>Your emphasis here on the production of live events via web collaboration is
I agree with Scott here. Our modest piece called Yearbody presents 365
frames of a dance over the course of a year, but ends in a live
performance. To have simply followed through this idea of super-slow-motion
presentation via the web would have held less meaning for us without the
finality of having to present the work in some kind of live performance
Stephen, I have a couple of questions that I would like to ask of you.
- Do you have plans to present the final outcome to the web audience in
some way? When we did live performance interaction via the web in our piece
"The Electronic Disturbance" one of the valid complaints I heard was, "I am
contributing, but have no idea what is going on at the other end." It seems
important to give the contributor the opportunity to see/experience in some
way what it is that they helped to create.

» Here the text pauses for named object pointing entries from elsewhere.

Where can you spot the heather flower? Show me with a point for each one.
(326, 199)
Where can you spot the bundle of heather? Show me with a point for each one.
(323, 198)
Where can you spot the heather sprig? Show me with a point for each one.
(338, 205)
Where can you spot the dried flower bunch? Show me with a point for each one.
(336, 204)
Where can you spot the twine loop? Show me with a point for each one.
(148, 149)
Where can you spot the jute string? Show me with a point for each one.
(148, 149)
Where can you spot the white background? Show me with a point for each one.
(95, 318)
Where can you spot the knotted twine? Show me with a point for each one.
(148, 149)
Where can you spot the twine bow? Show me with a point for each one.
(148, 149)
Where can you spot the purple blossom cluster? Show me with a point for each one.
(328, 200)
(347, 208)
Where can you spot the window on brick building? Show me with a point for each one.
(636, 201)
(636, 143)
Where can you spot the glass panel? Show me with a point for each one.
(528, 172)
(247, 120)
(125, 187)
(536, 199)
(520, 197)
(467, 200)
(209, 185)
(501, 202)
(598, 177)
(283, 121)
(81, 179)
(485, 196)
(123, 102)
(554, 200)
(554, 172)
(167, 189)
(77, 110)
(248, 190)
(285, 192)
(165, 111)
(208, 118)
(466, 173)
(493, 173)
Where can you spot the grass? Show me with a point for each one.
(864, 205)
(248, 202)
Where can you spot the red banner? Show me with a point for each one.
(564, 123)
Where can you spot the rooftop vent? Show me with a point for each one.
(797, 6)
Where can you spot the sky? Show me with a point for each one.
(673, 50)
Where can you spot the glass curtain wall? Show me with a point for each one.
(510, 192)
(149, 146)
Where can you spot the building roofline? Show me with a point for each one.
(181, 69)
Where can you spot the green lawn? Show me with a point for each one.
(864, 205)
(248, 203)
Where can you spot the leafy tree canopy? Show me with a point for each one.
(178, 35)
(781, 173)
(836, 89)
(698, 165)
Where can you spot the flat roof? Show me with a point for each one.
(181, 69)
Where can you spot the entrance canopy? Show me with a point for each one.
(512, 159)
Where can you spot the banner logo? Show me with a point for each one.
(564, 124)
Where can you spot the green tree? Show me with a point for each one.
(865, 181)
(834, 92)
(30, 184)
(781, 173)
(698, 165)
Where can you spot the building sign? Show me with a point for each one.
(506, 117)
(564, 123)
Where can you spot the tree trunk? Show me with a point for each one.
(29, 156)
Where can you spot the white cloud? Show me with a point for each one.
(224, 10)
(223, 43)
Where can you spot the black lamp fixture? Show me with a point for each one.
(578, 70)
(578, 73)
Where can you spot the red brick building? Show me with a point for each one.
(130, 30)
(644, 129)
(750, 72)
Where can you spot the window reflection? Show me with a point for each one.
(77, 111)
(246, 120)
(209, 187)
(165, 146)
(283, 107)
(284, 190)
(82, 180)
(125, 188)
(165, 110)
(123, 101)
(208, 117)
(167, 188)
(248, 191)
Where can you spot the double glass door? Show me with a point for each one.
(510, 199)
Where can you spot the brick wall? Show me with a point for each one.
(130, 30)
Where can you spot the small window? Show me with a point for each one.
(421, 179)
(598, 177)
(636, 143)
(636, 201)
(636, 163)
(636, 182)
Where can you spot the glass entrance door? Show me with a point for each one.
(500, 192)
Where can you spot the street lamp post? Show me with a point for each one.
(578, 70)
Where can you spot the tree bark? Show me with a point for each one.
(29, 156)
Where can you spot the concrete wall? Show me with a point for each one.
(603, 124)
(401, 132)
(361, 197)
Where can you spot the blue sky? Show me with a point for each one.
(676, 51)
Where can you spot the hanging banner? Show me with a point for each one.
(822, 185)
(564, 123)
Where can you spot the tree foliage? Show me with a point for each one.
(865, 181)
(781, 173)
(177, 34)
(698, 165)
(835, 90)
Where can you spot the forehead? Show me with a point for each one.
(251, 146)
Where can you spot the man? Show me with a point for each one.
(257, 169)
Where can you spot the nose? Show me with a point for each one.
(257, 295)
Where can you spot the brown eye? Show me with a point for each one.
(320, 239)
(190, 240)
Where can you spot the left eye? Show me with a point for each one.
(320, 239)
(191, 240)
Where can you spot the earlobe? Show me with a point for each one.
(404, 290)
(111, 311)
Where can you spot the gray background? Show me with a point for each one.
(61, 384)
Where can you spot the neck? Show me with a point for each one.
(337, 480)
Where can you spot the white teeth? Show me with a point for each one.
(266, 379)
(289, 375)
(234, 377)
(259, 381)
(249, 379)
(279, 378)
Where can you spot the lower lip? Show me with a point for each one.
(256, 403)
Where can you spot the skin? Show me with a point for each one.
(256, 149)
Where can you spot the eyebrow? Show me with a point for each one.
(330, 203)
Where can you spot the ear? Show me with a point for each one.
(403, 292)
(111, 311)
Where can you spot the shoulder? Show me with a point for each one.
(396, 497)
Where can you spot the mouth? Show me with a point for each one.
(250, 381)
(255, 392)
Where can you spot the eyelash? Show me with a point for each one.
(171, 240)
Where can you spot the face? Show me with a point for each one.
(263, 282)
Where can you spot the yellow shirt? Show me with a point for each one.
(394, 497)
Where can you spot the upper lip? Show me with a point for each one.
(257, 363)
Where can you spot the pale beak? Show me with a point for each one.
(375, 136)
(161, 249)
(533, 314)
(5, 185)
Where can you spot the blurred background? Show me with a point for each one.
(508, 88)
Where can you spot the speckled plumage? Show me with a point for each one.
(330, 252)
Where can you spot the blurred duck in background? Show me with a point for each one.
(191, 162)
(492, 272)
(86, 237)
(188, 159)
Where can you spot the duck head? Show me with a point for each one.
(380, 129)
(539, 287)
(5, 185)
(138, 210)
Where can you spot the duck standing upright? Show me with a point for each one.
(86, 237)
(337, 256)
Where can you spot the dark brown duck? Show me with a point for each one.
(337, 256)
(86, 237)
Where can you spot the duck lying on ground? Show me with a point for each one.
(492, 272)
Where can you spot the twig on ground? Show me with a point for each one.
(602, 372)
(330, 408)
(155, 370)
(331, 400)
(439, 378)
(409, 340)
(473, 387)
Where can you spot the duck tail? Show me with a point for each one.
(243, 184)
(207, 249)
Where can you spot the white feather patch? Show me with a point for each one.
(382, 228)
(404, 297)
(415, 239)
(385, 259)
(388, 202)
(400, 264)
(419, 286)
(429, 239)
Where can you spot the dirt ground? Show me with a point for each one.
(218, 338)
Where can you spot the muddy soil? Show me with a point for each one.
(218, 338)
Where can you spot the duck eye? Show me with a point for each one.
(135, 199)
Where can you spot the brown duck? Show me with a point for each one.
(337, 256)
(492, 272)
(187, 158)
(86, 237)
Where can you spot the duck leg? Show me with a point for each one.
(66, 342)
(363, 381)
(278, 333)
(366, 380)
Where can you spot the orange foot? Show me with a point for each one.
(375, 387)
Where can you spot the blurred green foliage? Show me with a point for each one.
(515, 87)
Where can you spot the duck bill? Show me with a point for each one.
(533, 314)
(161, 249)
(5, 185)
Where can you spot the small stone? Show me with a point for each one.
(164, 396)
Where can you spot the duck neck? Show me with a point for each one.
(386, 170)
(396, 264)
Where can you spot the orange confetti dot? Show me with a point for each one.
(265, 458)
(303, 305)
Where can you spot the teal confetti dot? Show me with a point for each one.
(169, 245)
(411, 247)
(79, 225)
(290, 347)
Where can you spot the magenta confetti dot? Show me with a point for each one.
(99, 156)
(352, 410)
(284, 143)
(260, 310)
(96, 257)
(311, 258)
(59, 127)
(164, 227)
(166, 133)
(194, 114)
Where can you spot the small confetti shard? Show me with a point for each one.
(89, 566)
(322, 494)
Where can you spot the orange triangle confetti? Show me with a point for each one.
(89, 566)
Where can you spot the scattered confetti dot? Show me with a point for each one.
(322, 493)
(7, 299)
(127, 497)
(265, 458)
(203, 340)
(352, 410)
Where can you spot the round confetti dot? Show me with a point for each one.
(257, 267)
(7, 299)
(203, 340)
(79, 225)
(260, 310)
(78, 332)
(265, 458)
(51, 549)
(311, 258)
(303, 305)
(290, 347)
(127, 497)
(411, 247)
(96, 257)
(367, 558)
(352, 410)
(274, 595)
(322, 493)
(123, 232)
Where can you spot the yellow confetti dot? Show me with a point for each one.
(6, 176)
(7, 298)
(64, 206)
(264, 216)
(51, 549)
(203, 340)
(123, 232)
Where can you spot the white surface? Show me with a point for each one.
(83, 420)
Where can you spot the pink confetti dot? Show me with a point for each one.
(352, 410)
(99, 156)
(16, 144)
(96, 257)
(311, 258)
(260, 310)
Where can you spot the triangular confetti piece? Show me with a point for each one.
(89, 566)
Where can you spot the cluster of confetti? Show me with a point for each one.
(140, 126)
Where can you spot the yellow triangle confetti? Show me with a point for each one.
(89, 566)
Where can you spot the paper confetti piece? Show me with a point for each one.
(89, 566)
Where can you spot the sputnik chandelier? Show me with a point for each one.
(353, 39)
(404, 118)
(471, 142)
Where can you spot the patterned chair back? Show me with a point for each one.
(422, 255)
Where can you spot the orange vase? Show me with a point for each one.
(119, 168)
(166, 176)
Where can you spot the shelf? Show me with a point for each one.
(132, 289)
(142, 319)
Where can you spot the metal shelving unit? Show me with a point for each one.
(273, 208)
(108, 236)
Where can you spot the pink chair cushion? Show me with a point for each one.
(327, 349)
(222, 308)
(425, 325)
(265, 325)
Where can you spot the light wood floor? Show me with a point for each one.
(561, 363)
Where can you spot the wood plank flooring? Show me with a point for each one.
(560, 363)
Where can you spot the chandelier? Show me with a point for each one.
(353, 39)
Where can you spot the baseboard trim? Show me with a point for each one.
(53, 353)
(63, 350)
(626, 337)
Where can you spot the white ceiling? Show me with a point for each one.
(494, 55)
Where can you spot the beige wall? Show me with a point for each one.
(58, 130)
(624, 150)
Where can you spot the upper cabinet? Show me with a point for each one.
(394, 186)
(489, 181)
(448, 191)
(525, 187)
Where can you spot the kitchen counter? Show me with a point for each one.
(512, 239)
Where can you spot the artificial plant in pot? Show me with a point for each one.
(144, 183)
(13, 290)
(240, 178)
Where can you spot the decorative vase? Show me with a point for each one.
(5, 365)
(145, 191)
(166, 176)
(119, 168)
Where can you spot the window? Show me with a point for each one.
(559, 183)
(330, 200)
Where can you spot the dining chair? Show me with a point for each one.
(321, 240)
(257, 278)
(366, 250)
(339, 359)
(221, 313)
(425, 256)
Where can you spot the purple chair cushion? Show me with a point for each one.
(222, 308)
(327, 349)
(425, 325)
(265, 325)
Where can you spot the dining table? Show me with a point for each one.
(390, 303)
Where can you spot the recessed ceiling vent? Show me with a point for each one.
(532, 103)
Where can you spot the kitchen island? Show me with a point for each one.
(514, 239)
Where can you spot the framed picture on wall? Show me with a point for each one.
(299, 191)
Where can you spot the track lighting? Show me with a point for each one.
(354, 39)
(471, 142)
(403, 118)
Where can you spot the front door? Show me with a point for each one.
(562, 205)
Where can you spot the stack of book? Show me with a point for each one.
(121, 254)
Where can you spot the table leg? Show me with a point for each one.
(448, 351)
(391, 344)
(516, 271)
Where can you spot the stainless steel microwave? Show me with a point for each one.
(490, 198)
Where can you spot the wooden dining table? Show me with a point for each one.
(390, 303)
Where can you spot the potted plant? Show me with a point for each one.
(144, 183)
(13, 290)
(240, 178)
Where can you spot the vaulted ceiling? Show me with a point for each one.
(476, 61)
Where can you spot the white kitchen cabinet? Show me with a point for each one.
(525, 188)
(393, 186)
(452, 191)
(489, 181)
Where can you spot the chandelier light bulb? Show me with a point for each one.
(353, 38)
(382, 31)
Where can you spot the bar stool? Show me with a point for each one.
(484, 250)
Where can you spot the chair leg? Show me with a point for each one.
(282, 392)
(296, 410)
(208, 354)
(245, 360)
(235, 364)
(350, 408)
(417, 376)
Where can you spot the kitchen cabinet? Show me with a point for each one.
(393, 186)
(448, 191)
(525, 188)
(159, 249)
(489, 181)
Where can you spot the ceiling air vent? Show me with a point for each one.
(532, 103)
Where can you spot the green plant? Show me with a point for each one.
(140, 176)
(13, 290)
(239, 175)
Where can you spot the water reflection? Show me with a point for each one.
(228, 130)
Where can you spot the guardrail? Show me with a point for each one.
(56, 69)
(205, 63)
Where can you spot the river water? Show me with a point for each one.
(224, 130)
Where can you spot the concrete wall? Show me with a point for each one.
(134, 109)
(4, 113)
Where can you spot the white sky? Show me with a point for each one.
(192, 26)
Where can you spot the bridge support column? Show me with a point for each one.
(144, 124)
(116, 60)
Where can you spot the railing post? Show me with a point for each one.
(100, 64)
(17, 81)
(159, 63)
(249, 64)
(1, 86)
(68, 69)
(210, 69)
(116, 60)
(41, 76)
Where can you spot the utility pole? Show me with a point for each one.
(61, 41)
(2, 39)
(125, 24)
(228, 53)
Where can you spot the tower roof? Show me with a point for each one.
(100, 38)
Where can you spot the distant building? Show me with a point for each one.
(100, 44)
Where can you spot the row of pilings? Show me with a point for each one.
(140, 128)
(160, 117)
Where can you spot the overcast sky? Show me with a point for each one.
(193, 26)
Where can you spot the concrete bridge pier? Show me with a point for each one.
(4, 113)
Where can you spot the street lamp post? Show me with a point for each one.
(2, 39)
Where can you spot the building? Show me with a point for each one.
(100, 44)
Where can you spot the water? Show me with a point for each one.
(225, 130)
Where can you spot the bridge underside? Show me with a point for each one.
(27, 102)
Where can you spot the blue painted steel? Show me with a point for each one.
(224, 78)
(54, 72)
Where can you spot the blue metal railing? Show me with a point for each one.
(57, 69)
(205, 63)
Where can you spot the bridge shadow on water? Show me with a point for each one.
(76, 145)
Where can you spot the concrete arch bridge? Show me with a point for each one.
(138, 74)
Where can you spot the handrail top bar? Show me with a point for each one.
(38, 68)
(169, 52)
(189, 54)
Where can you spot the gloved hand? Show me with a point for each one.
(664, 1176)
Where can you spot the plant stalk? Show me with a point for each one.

- Will there be any live interaction via the web? It doesn't seem that way,
and I don't think that kind of interaction is really your point, but I am
endlessly curious about such things.
- Do you have any system for choosing the material sent to you? Or, as
creator, do you simply get to choose the stuff that you like? It seems that
one narrative I can invent for this piece is that there is this model of
democracy going on, a gathering of materials from the increasingly diverse
membership of the web. The feeling of my invented narrative would
certainly be lessened if the final materials were determined by a yourself,
being a sort of monarchy ;-) Really though, how do you plan to choose? Is
there a subtext to this ability for many to submit their ideas?